Ces dispositions ont mis longtemps les propriétaires à l'abri des risques possibles d'insolvabilité de la part de leurs fermiers et, si on les a restreintes, on ne les a pas supprimées. Sous l'empire du Code civil, les biens des locataires répondaient dans leur ensemble de l'exécution de leurs engageinents. L'affectation que leur donne la loi a été pour beaucoup dans la facilité de leurs rapports avec leurs bailleurs. Ils ont obtenu sans trop de peine, dans les circonstances difficiles, des délais pour le payement de leurs fermages; c'est peut-être, de toutes les formes de crédit, celle qui leur rend en fait les plus grands services. Leurs valeurs mobilières n'ont donc pas été sans avantages pour eux; il n'y avait qu'à chercher si on ne pouvait pas en tirer un parti plus complet, et c'est ce qu'on a voulu faire.

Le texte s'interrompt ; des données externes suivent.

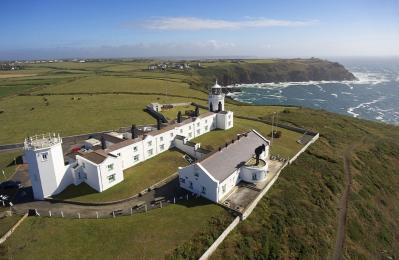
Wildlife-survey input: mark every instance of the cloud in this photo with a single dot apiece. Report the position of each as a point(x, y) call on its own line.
point(193, 23)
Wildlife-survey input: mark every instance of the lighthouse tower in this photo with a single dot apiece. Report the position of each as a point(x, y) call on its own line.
point(216, 98)
point(46, 164)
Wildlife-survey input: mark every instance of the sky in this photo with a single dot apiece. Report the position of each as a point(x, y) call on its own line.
point(44, 29)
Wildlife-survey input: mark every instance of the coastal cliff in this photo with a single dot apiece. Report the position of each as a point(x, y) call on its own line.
point(274, 70)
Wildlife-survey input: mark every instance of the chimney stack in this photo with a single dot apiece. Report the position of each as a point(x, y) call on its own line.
point(158, 124)
point(103, 144)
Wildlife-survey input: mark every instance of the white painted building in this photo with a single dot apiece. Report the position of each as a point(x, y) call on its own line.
point(216, 176)
point(103, 168)
point(216, 98)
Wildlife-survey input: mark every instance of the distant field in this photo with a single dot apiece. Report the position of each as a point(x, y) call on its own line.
point(285, 146)
point(7, 164)
point(15, 75)
point(6, 223)
point(151, 235)
point(136, 179)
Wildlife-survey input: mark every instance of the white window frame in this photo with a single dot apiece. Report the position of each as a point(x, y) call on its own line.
point(111, 178)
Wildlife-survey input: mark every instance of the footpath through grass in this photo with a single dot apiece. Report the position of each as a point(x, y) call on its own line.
point(7, 164)
point(137, 178)
point(151, 235)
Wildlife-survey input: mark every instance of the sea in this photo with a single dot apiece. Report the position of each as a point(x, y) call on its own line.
point(374, 95)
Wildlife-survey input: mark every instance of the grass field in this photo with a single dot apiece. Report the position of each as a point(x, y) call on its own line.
point(143, 236)
point(7, 164)
point(7, 222)
point(137, 178)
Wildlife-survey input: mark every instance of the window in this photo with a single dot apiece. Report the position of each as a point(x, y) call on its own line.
point(110, 167)
point(44, 156)
point(111, 178)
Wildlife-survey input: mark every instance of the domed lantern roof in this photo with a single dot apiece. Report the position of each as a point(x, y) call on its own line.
point(216, 85)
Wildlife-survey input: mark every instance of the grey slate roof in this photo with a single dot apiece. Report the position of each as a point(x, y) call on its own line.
point(223, 163)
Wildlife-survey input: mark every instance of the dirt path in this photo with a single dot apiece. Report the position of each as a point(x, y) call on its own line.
point(343, 203)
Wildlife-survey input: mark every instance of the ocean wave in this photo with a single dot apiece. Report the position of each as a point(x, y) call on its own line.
point(362, 105)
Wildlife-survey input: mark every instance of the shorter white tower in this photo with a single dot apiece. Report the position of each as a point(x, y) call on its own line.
point(216, 98)
point(46, 164)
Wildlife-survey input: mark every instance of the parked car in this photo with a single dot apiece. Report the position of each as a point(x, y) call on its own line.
point(10, 185)
point(4, 197)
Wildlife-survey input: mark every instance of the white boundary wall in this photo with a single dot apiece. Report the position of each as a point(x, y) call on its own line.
point(253, 204)
point(9, 233)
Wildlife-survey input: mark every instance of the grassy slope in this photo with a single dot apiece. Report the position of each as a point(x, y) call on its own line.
point(7, 164)
point(142, 236)
point(7, 223)
point(296, 219)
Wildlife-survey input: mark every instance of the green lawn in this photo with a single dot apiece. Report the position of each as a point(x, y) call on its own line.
point(7, 222)
point(151, 235)
point(285, 146)
point(137, 178)
point(7, 164)
point(66, 116)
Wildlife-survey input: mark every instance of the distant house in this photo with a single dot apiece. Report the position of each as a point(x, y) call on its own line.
point(101, 165)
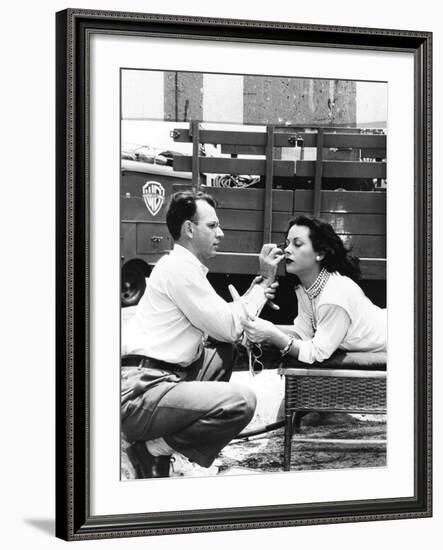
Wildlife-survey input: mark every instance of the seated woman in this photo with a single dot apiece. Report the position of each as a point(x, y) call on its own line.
point(333, 311)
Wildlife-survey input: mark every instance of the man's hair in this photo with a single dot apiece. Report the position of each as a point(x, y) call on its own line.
point(183, 206)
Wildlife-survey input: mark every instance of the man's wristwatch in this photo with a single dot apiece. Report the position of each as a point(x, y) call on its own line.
point(288, 346)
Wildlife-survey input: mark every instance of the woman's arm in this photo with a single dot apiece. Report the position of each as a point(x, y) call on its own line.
point(333, 324)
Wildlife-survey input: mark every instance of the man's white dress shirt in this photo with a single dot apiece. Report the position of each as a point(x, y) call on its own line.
point(180, 308)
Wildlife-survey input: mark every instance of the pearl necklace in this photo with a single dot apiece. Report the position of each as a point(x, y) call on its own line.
point(315, 290)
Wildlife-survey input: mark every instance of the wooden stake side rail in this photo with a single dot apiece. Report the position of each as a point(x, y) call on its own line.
point(223, 137)
point(250, 216)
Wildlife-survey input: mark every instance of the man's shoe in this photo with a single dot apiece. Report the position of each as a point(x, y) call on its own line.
point(145, 464)
point(181, 466)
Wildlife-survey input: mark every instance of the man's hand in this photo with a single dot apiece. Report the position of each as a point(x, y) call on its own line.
point(269, 291)
point(258, 330)
point(270, 257)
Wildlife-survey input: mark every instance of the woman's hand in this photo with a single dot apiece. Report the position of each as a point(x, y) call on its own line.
point(270, 257)
point(258, 330)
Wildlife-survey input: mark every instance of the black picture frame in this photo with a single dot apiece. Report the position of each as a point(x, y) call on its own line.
point(73, 518)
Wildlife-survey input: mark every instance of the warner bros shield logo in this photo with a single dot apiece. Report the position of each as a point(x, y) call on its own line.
point(154, 196)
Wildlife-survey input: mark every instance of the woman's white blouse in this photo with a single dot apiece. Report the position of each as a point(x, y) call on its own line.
point(341, 317)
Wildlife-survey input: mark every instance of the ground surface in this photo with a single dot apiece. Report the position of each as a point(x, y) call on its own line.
point(264, 453)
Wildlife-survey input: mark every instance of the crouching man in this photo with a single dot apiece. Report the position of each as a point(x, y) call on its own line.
point(178, 406)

La loi fait plus, elle a consacré des combinaisons qui sont destinées à permettre aux cultivateurs de trouver le bétail qui leur est nécessaire sans les obliger à donner d'autres garanties que ce bétail lui-même. Le bail à cheptel résout ce problème. C'est, comme le dit l'art. 1800 du Code civil, «un contrat par lequel l'une des parties donne à l'autre un fonds de bétail pour le garder, le nourrir et le soigner, sous les conditions convenues entre elles. »Il conserve au bailleur la propriété des bestiaux qui en font l'objet et n'en transfère que l'usage au preneur. Aussi, leur détournement frauduleux est-il assimilé à l'abus de confiance.

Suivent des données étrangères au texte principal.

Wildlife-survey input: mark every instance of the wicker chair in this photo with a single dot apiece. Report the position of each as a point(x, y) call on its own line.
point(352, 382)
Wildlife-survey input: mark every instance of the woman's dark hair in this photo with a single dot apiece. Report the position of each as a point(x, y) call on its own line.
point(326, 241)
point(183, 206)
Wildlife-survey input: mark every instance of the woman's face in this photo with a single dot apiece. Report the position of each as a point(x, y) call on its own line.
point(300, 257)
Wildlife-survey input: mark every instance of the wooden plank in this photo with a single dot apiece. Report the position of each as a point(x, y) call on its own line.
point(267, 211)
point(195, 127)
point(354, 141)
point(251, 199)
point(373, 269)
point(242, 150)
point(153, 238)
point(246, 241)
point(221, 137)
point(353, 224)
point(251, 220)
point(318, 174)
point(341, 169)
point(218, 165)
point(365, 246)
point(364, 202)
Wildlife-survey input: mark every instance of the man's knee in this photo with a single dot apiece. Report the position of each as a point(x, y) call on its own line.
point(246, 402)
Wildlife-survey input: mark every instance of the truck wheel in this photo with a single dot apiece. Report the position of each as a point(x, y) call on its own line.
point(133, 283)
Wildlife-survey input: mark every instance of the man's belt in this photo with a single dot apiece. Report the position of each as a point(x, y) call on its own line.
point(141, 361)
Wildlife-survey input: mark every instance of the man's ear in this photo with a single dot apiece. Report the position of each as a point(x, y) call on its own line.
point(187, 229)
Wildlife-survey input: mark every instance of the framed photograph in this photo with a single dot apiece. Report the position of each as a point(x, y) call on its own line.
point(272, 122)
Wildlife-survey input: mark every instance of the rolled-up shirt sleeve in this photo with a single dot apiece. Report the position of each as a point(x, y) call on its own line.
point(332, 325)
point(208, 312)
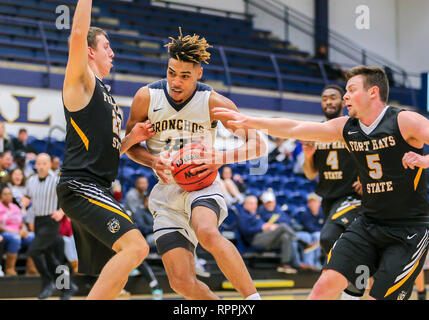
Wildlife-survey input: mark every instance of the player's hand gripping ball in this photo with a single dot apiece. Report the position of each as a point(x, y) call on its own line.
point(182, 166)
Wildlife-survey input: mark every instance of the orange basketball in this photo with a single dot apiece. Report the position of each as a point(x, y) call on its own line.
point(181, 173)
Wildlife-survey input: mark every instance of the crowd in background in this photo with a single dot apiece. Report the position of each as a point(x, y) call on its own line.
point(261, 222)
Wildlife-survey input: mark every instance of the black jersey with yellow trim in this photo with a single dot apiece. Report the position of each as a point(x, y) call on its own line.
point(391, 193)
point(337, 170)
point(93, 140)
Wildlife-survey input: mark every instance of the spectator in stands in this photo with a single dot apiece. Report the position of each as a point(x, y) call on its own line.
point(21, 143)
point(5, 143)
point(239, 182)
point(256, 232)
point(14, 231)
point(136, 196)
point(1, 255)
point(282, 151)
point(303, 243)
point(6, 161)
point(229, 187)
point(41, 191)
point(22, 163)
point(56, 164)
point(117, 190)
point(16, 183)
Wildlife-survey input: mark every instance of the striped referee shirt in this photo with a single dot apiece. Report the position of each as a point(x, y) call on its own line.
point(43, 194)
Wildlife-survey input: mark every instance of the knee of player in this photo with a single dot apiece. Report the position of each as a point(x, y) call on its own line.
point(326, 242)
point(139, 250)
point(331, 279)
point(209, 237)
point(182, 283)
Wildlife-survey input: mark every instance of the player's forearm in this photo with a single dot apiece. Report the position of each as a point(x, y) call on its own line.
point(141, 155)
point(275, 127)
point(253, 148)
point(309, 169)
point(82, 18)
point(127, 142)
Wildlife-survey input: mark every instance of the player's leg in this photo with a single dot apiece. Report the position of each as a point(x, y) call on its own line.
point(182, 276)
point(420, 284)
point(400, 263)
point(107, 241)
point(341, 214)
point(329, 285)
point(131, 249)
point(205, 223)
point(350, 261)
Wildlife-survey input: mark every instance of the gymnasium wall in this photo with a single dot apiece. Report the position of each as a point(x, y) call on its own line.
point(397, 31)
point(40, 110)
point(413, 35)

Le crédit réel mobilier n'est donc pas sans application en agriculture. Sous le régime du fermage qui s'applique à l'exploitation d'une grande partie de notre territoire, les valeurs mobilières des fermiers répondent de la plus importante de leurs obligations. Dans les pays où le contrat de cheptel est en usage, ce crédit met le bétail à la disposition des

cultivateurs. C'est beaucoup évidemment, quelquefois même c'est trop, mais ce n'est pas toujours assez. Les fermiers trouvent du crédit près de leurs propriétaires sur leur capital, les cultivateurs les plus modestes obtiennent, dans certains cas, des avances en animaux de culture. Il n'y a pas, pour le propriétaire, de moyen pratique de se procurer de l'argent en raison de ce qu'il possède.

La situation dont on se plaint dérive de la nécessité du déplacement du gage. On comprend facilement les raisons qui ont décidé le législateur à l'imposer. Il a voulu prévenir, dans la limite du possible, les causes de fraudes et de difficultés. Si le débiteur avait conservé la détention du gage, rien n'aurait averti les tiers de son existence. Sa libre disposition apparente aurait pu tromper les intéressés sur la solvabilité de son possesseur. La misère s'aggravant, elle risquait à pousser à des détournements coupables qu'on a voulu prévenir pour ne pas avoir à les réprimer. La tradition du gage évite toute espèce de danger, et on en a fait une règle de droit. Les raisons qu'on donne de son établissement sont de celles dont on ne peut nier la valeur. Sontelles cependant assez fortes pour écarter toute idée d'une dérogation au principe sur lequel elles reposent? On l'a souvent contesté en réclamant dans l'intérêt de l'agriculture la faculté de la constitution du gage à domicile.

La dérogation proposée aux prescriptions du Code civil compte depuis longtemps de nombreux partisans. A leur tête se place M. J.-B. Josseau; c'est un des plus convaincus et des plus convaincants. L'innovation réclamée ne lui semble ni si considérable ni si téméraire que la doctrine pure le prétend. Ses avantages sont même si évidents qu'ils l'emportent de beaucoup sur ses inconvénients.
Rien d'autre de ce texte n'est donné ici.